Status-backend chat protocol benchmarks

Document with tasks requested and explained, please re-read to have full context: Chat Protocol Benchmarks

Status backend commit hash: e6bfc779

Service nodes nwaku version: v0.34.0-rc1

Results summary:

Scalability has been an issue on every set of experiments that has been done.

There are two types of scenarios:

Deployment goes OK:
1. Friend/community requests are correctly sent and accepted.
2. Messages are sent and received by all nodes.
3. One to one messages don’t appear in other nodes.
4. Etc
Deployment fails:
1. Friend/community request are lost, so the experiment needs to be restarted.

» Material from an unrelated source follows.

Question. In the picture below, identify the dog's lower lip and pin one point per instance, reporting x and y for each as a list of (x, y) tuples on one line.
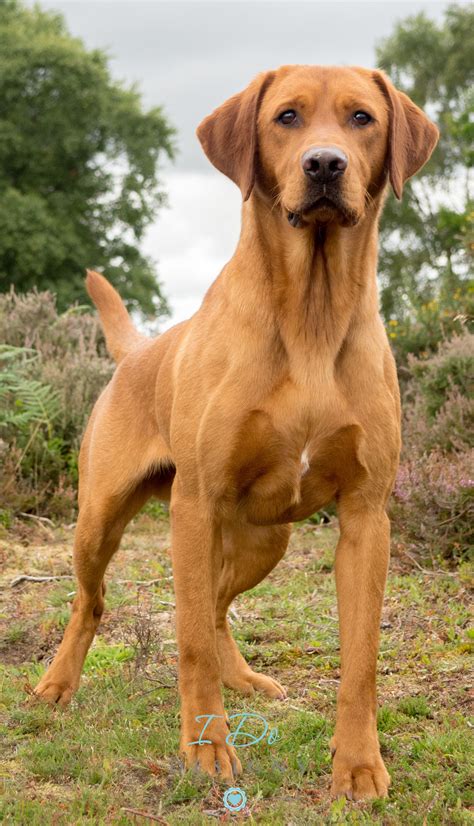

The second scenario starts to appear when we have 25~40 status-desktop nodes, and the requests start to get very inconsistent.

This was further explored in Subscription Performance.

We saw that the time it took a node to start receiving messages after doing a login was incrementing with respect to the number of nodes ().

We think this is also related to the scenarios where the higher the number of nodes, the more difficult it is to accept community/friend requests. Status-backend does a high usage of the store node with a lot of requests, this could lead to problems like:

Saturating the store with requests, making responses slow.
Saturating the store with requests, disconnecting nodes from it.

This would lead to obtaining the following responses when trying to accept community/friend requests:

<aside> 💡

{'code': -32000, 'message': 'record not found'} or ‘chat not found’

</aside>

In Store Performance specifically, there were times that when nodes did log in, some of them were not receiving messages from the store. These experiments were discarded and repeated to obtain results, but this issue happened both in relay and light nodes.

We are pretty sure this is not an issue with the lab capacity, since the number of nodes and the metrics of the lab shows a low usage. Also, there are experiments that don’t contain message injection, yet the problem of requests still persist. But once we have message injection and the bandwidth usage is higher, the messages are delivered without problems.